Covies sparkle on the red carpet
“IT’S one thing running around the town bollock naked but it’s another thing impersonating the patron saint of Ireland.”
When Covie’s keeper of the peace, Garda Burke (Paddy Guthrie) speaks, he exudes a rather off-the-wall demeanour. It must be those oversized shades. Or maybe it’s the way he strides down Bridge Street in the middle of all the traffic.
Westport may still be recovering from the arctic freeze-up but the red carpet sparkled on Sunday night last for the premiere of the colourful online soap opera that dramatically reveals the second coming of Saint Patrick.
Instead of a young shepherd from Wales, intent on banishing the snakes (ask Nellie, you’ll find her ensconced in Toby’s bar), the second coming of Saint Patrick involves a young naked man rising out of the sea, it seems. Naturally, when he walks through the town starkers, St Patrick, aka Donal Ó Meachair, does cause a few raised eyebrows.
But Len Collin’s innovative online soap is about much more than slapstick shenanigans or the bizarre Bitches of Eastwick.

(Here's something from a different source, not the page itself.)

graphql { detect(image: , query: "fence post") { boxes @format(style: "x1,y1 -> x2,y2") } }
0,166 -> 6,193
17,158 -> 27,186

Covies has all the elements of a must-watch soap drama. In the intense third episode, entitled A Kind of Loving, a domestic violence scene unfolds. Played by leads, husband and wife Vinnie (Paul O’Brien) and Bridie O’Malley (Sarah Carroll), it addresses the complex issue so realistically it visibly shocked and left Sunday’s audience uncomfortable. Crucially, they were also totally engaged and undoubtedly hooked to the story-line.
Mayo News contributor and fitness guru, Paul O’Brien cut his teeth on the amateur stage that is Saint Patrick’s Drama Group but he is a clear natural behind the camera.
“I wondered whether I could do some of the stuff Vinnie had to do. That scene was very hard to shoot and to play but Sarah and I spent hours in the cottage getting into character and then it worked,” Paul O’Brien said last night.
He also said it would be great if some of the television networks picked-up on the online soap and it ultimately developed into a TV series.
“For the moment though it is all about its exposure online. I believe it really showcases Westport, not just as a beautiful tourism destination but also as a a perfect location for the film industry,” O’Brien continued.
Covies’ creator Len Collin is clearly an experienced storyline writer. While editing appeared a little rough at some stages and acting uneven, it must be remembered that this series was made on a shoestring budget.
According to Len Collin who has worked as a scriptwriter for Eastenders, The Bill, Ultimate Force, as well as for the RTE rural police drama, Single Handed, Covies is the first attempt in Ireland at creating a soap opera that will only be available online.
“Covies was made on a very low budget and with a lot of support from local businesses and the community in Westport. For example, an hour’s worth of drama on RTE would cost about half a million euros but we’ve filmed two hours of this soap for €24,000,” Len Collin said yesterday (Monday).
The Sligo native, who now resides in Westport, also observed that his adopted home town was a perfect location for shooting the drama and other filmmaking projects.
“Westport provides easy access to Knock airport and it has a train station. It is also very pretty and is close to lots of spectacular land and seascapes,’ Collin continued.
Collin also revealed that it was after he was forced to join the dole queue last June, for the first time in 20 years, that he started to develop the concept for the series.
Many of the stars of Covies are from the local amateur drama group, as well as from the wider community. They provided their services free, along with many local businesses and bodies who offered voluntary support and free services during the making of the series last autumn.
Where can i see covies
The very first episode of Covies was aired last night (Monday) on www.thecovies.com, and the next episode will go out on this Thursday night, January 14. The remaining episodes will air every Monday and Thursday over the next month.